Investing.com -- Needham & Company expects a more constructive backdrop for the apparel and footwear sector in 2026 after what it called “a tough 2025 for the group,” citing a resilient consumer, easing tariff pressures and improving margin tailwinds.
The sector fell about 15 percent on average last year versus a 16 percent gain for the S&P 500, according to the firm.
Analyst Tom Nikic revealed in a note to clients that Needham is adding VF Corp. to its Conviction List, arguing that “the TNF and Timberland brands had strong holiday performances,” while long-sluggish Vans is showing “some green shoots.”
Needham expects “steady improvement in margins and the balance sheet over the next 24–36 months.”
The firm also upgraded Steven Madden (SHOO) to Buy from Hold. Needham said the company is benefiting from “favorable fashion trends,” adding that it sees “a major sales/margin/EPS recovery opportunity in 2026/2027,” along with “meaningful M&A accretion from the Kurt Geiger acquisition.”
On the other hand, Needham downgraded Nike to Hold from Buy, citing a slower-than-expected turnaround.
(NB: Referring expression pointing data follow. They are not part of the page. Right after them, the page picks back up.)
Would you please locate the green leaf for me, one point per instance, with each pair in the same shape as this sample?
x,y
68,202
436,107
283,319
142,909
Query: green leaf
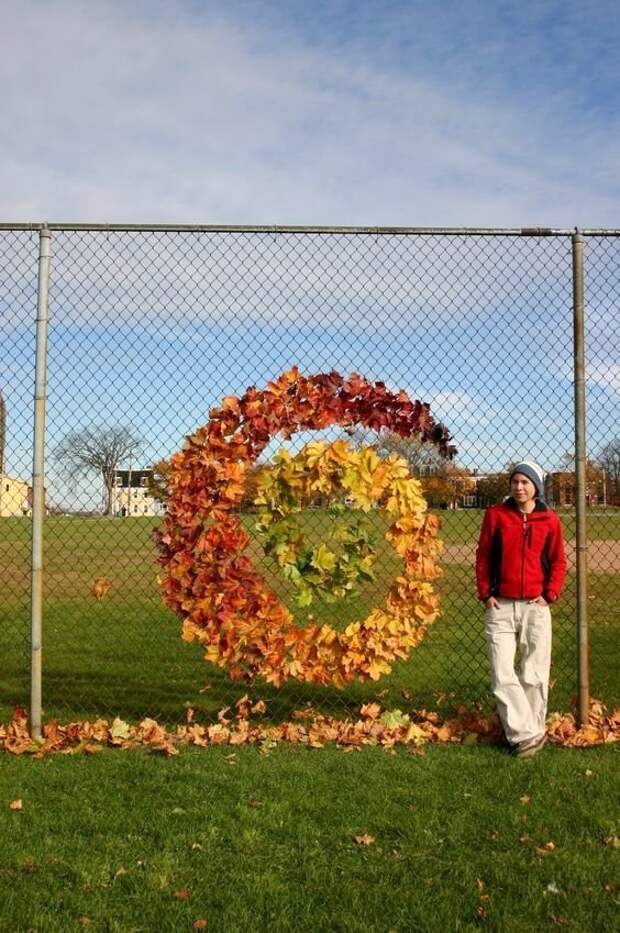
x,y
394,719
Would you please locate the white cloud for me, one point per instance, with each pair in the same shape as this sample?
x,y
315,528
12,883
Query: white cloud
x,y
159,112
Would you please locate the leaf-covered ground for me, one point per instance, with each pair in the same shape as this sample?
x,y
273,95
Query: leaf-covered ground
x,y
123,654
445,838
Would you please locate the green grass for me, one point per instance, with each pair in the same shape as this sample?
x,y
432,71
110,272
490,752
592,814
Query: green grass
x,y
124,655
266,843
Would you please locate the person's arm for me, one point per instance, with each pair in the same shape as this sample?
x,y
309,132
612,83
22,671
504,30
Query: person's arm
x,y
557,563
483,557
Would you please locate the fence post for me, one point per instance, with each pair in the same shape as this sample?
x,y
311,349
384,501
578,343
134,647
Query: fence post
x,y
583,673
38,482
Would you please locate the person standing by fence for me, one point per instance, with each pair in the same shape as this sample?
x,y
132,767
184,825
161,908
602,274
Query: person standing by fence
x,y
520,570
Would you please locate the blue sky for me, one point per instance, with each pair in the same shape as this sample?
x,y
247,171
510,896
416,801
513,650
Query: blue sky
x,y
445,113
433,113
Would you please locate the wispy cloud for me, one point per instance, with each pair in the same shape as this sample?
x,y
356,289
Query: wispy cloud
x,y
368,113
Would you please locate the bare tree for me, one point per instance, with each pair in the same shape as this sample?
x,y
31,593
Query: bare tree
x,y
609,460
98,449
424,459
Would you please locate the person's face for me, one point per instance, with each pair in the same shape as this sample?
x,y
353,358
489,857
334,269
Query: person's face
x,y
522,488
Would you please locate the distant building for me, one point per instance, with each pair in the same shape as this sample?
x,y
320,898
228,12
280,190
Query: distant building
x,y
15,497
131,496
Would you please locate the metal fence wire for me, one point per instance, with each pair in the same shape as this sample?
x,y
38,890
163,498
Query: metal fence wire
x,y
151,328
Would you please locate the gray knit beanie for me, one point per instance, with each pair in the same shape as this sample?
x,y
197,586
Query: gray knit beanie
x,y
533,472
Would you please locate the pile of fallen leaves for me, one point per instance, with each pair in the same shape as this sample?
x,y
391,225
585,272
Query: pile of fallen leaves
x,y
208,577
240,726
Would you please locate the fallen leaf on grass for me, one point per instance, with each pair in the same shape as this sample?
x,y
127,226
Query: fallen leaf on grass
x,y
546,849
100,587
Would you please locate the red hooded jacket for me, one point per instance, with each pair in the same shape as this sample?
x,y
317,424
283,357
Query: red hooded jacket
x,y
520,556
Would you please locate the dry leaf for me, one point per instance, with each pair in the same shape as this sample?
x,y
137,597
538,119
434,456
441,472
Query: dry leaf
x,y
365,840
546,849
100,587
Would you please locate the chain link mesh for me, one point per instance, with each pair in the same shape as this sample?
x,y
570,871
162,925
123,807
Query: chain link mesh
x,y
149,330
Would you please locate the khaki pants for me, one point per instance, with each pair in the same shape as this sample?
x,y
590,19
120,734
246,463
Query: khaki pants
x,y
521,696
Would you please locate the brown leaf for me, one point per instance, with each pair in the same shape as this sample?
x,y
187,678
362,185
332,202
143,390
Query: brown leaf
x,y
546,849
100,587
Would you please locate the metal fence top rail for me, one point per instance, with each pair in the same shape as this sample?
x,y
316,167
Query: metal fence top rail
x,y
292,228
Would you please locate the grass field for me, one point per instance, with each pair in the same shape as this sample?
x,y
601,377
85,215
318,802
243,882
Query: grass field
x,y
464,839
124,655
129,842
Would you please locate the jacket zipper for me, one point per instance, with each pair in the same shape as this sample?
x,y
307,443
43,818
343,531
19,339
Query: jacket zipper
x,y
525,530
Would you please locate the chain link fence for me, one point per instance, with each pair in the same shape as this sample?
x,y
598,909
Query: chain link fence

Nikic wrote that the firm is “concerned about the recent level of sell-in to the North America wholesale channel,” adding that China “appears highly problematic” and that consensus estimates for the next two years “look too high to us.”
Needham also removed Deckers from its Conviction List, saying the company “has entered a slower-growth stage of life at both the UGG and Hoka brands,” though it maintained a Buy rating based on brand quality, a strong balance sheet and valuation.